Date:         Mon, 31 Jul 2006 12:55:44 +0200
Reply-To:     Spousta Jan <JSpousta@CSAS.CZ>
Sender:       "SPSSX(r) Discussion" <SPSSX-L@LISTSERV.UGA.EDU>
From:         Spousta Jan <JSpousta@CSAS.CZ>
Subject:      Re: Distance from cluster centre query.
Mark Webb
Content-Type: text/plain; charset="US-ASCII"

Hi Mark,

While K-Means operates in a metric Euclidean space or something similar, and therefore can easily define the centroids (and uses them during the computing), the Hierarchical algorithm can be used in a more general topological spaces where there are no well defined centroids. Imagine clustering species; take a cluster {baboon, human, chimpanzee} - what is the centroid here? Michael Jackson? Really hard to say. And that is perhaps the reason why SPSS does not prompt you to save the centroid-derived statistics.

Otherwise, if you think that they really do give a sense, you can compute the centroid coordinates easily using Aggregate and add them to the file. And then you can compute the distance case - centroid using the familiar formula for the Euclidean distance.
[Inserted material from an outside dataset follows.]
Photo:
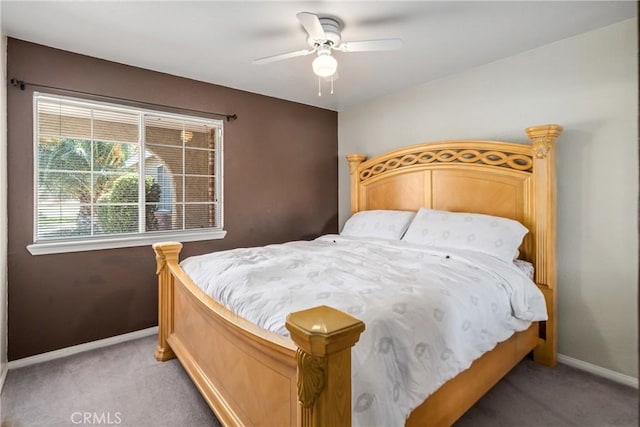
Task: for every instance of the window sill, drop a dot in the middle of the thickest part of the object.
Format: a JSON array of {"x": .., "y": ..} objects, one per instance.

Unfortunately, my SPSS 14 is broken now, so I will draft the example syntax in SPSS 12 which is more cumbersome because of the lack of ADDVARIABLES mode in Aggregate.

GET FILE='C:\Program Files\SPSS\Cars.sav'. SELE IF nmiss(mpg to cylinder)=0 and uniform(1) < 0.2. DESCRIPTIVES mpg to accel /SAVE. CLUSTER Zmpg to Zaccel /SAVE CLUSTER(5).

*Save the coordinates of the centroids. AGGREGATE /OUTF='C:\Program Files\SPSS/aggr.sav' /BREAK=CLU5_1 /Cmpg Cengine Chorse Cweight Caccel = MEAN(Zmpg Zengine Zhorse Zweight Zaccel).

*Add them to the file. SORT CASES BY CLU5_1 (A) . MATCH FILES /FILE=* /TABLE='C:\Program Files\SPSS\aggr.sav' /BY CLU5_1. exe.

*Compute the Euclidean distance case-centroid. comp distance = 0. do repe centr = Cmpg to Caccel /case = Zmpg to Zaccel. - comp distance = distance + (centr-case)**2. end repe. comp distance = sqrt(distance). var lab distance "Distance case-centroid". exe.

*End of the example.



From: Mark Webb
Sent: Monday, July 31, 2006 7:43 AM
Subject: Distance from cluster centre query.

In K Means it's possible to save this information as a variable. Is this possible in any of the hierarchical methods offered in SPSS ? They offer a proximity matrix - which I see as different - as this shows distances between individual respondents NOT the classification mean. Am I missing something ?